We are adding Per-Thread Default Stream (PTDS) support to RMM memory resources, and we need to ensure we are confident of libcudf's correct functionality in this mode. This issue serves as a place to discuss testing requirements.
In rapidsai/rmm#425 I am currently adding PTDS support to pool_memory_resource. For testing, I basically started from the single-threaded RMM memory_resource tests and wrapped them in a loop like this:
constexpr std::size_t num_threads{4};
template <typename Task, typename... Arguments>
void spawn(Task task, Arguments... args)
{
std::vector<std::thread> threads;
threads.reserve(num_threads);
for (int i = 0; i < num_threads; ++i)
threads.emplace_back(std::thread(task, args...));
for (auto& t : threads)
t.join();
}
Here Task is the function that implements the single-threaded test. Now on the surface, this is just embarrassingly parallel testing -- there are no explicit dependencies between these threads or their default streams. But inside of the memory resource there are data structures that are shared (free lists, etc). So this type of testing should be sufficient for RMM.

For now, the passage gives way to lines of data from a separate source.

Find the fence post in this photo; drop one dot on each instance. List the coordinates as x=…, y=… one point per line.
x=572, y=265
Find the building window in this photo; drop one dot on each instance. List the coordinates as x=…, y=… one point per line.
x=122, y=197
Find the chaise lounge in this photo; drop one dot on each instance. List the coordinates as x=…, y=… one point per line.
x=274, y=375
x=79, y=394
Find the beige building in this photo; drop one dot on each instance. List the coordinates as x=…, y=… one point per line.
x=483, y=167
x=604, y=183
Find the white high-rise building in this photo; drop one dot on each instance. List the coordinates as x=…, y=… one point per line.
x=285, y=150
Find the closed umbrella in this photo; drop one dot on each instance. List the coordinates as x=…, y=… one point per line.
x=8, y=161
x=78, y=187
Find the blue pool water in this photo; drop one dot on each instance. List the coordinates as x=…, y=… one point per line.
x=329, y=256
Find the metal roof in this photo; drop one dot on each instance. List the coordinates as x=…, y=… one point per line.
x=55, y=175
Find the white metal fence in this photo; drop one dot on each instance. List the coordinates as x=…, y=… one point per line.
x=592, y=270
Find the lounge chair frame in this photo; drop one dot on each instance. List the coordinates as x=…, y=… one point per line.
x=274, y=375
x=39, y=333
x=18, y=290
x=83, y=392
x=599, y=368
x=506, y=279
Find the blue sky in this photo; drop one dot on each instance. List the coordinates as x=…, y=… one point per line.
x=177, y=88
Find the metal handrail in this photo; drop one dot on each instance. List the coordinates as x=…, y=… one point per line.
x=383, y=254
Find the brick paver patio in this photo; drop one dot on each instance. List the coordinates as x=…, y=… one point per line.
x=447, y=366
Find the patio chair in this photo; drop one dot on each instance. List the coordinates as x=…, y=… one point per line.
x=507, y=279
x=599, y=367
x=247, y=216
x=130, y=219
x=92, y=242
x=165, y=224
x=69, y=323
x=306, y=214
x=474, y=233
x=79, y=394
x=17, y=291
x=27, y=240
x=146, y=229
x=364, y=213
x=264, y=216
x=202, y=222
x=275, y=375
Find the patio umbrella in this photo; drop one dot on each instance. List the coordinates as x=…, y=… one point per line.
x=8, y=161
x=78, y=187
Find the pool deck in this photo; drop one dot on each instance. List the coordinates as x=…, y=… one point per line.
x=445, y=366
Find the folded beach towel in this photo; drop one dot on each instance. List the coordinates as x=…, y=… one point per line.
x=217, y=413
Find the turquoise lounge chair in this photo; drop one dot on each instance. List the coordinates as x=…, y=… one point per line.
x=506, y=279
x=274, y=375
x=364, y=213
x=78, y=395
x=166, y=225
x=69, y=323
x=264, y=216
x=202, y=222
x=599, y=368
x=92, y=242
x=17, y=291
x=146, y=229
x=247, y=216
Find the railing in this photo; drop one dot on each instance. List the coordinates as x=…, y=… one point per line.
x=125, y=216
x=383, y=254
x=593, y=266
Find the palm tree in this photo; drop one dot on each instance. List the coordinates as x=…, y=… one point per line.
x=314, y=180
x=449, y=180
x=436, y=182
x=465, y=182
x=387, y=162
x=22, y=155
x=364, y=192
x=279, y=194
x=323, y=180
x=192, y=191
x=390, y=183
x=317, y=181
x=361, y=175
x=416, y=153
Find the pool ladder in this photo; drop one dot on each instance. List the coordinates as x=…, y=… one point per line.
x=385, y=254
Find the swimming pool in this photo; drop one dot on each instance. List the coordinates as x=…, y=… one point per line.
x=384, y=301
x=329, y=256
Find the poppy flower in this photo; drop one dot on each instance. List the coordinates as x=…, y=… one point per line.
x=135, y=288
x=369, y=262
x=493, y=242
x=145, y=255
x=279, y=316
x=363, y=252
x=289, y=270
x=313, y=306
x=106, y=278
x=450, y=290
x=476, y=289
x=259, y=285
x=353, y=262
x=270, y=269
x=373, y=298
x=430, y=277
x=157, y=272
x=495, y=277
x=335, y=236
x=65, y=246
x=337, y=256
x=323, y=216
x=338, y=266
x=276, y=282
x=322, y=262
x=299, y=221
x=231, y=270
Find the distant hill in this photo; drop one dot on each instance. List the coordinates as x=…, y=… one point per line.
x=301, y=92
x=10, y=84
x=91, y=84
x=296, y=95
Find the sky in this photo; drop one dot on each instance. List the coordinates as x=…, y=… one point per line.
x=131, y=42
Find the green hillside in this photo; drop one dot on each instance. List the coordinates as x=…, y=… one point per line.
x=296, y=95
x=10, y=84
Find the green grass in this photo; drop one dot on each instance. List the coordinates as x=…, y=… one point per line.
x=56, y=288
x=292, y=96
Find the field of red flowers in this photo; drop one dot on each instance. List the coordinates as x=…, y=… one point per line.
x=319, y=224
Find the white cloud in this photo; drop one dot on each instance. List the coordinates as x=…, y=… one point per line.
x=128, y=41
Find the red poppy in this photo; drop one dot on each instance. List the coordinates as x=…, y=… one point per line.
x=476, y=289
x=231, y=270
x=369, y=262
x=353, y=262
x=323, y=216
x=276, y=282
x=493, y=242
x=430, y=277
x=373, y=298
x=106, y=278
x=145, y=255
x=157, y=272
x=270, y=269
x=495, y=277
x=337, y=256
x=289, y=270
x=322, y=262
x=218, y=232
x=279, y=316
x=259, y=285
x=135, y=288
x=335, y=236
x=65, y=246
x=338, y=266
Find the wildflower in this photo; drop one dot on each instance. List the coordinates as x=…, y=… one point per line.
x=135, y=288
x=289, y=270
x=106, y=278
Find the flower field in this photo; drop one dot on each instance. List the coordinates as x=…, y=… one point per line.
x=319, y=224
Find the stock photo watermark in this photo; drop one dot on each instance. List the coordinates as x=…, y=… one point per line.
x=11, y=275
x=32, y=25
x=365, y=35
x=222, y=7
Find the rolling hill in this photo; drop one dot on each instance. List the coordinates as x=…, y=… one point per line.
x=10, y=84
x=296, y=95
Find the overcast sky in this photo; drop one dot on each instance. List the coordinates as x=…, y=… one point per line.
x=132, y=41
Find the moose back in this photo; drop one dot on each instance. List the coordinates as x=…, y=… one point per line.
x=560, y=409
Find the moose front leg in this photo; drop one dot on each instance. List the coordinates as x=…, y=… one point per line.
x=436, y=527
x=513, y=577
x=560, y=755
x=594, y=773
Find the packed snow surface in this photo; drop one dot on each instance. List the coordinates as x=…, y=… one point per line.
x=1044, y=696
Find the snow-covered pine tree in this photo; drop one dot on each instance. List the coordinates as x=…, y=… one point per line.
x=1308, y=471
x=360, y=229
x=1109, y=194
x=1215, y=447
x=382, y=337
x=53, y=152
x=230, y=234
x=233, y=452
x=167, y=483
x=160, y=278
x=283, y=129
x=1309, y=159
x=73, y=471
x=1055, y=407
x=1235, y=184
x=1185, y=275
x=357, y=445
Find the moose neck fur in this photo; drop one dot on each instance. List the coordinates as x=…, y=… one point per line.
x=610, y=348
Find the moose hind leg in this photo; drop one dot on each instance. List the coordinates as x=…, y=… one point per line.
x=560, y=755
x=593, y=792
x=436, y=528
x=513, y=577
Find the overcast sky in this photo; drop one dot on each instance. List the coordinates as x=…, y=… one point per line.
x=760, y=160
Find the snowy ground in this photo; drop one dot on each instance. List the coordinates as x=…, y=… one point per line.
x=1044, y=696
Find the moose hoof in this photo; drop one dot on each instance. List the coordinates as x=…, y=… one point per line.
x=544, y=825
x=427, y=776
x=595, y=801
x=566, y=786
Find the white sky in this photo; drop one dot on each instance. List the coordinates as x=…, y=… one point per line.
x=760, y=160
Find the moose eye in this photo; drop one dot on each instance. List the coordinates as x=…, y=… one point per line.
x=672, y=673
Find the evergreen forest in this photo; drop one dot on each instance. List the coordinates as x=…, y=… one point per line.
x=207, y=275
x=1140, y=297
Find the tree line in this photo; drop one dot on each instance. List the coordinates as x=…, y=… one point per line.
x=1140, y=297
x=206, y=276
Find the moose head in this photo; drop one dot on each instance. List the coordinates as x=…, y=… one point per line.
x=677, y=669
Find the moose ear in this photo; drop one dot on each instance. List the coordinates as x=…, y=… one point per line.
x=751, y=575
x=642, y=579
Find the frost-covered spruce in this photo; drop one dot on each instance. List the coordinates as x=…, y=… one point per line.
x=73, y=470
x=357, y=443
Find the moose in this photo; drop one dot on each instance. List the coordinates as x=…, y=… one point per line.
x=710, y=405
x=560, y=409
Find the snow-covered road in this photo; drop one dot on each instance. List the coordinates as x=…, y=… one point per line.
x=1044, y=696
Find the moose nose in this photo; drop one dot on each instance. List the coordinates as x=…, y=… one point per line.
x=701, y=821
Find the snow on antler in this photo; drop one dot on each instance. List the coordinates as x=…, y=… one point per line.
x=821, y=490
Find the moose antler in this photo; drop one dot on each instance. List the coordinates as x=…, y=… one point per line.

The question is, is simple parallel fork-join testing like this sufficient for libcudf unit testing? I would argue that it probably is, because the common use case will be to call libcudf APIs in independent threads. I believe that anything that, for example, accesses a single table simultaneously from multiple threads/streams will either be
a) internal to libcudf with explicit streams (not PTDS streams) and therefore already tested, or
b) external to libcudf and therefore should be tested externally to libcudf or in some sort of integration test.
But I wanted to open this point up for debate.
Also, even adding this type of simple loop around existing tests is probably significant work and requires significant test refactoring, so that is worth discussing as well.
And of course the above also applies to pytests -- do we need additional multithreaded pytests?
CC @rongou @jrhemstad @kkraus14 @sameerz
I wouldn't put a lot of faith in using Python for test coverage here. The GIL can easily end up hiding race conditions (especially if from the libcudf side we're returning once the kernel launch is enqueued on the stream).
We can run all of the existing dask-cudf unit tests with per thread default stream though in a threaded scheduler for example. Just not sure how much value it really adds.
I don't think libcudf should provide _any_ multi-threaded testing.
Multi-threaded testing is wholly outside the sphere of libcudf's concern. libcudf is a singled-threaded, single GPU library, and is agnostic of anything to do with multi-threaded, distributed, multi-gpu use cases. There is no mutable, shared, global state that we have to worry about multiple threads using libcudf concurrently.
In contrast, RMM _does_ need to provide multi-threaded testing as there is global, shared state among threads using the same resource that we have to make sure is free of race conditions.
We should make sure our current (single-threaded) tests work in PTDS mode as the semantics of the default stream change (no longer implicitly syncs with other streams). However, we should not need to perform tests exercising libcudf concurrently among multiple threads.
There is no mutable, shared, global state that we have to worry about multiple threads using libcudf concurrently.
Is this still true with things like GroupBy? What about column_view null count?
Is this still true with things like GroupBy? What about column_view null count?
How is this any different than if a user is using libcudf from multiple threads today? All PTDS does it make it so each thread gets its own independent default stream.
If a user is modifying the _same_ libcudf objects from different threads then that is entirely their responsibility to make sure they are doing the right thing.
libcudf doesn't provide any multi-threaded testing today because libcudf doesn't care. PTDS doesn't change that.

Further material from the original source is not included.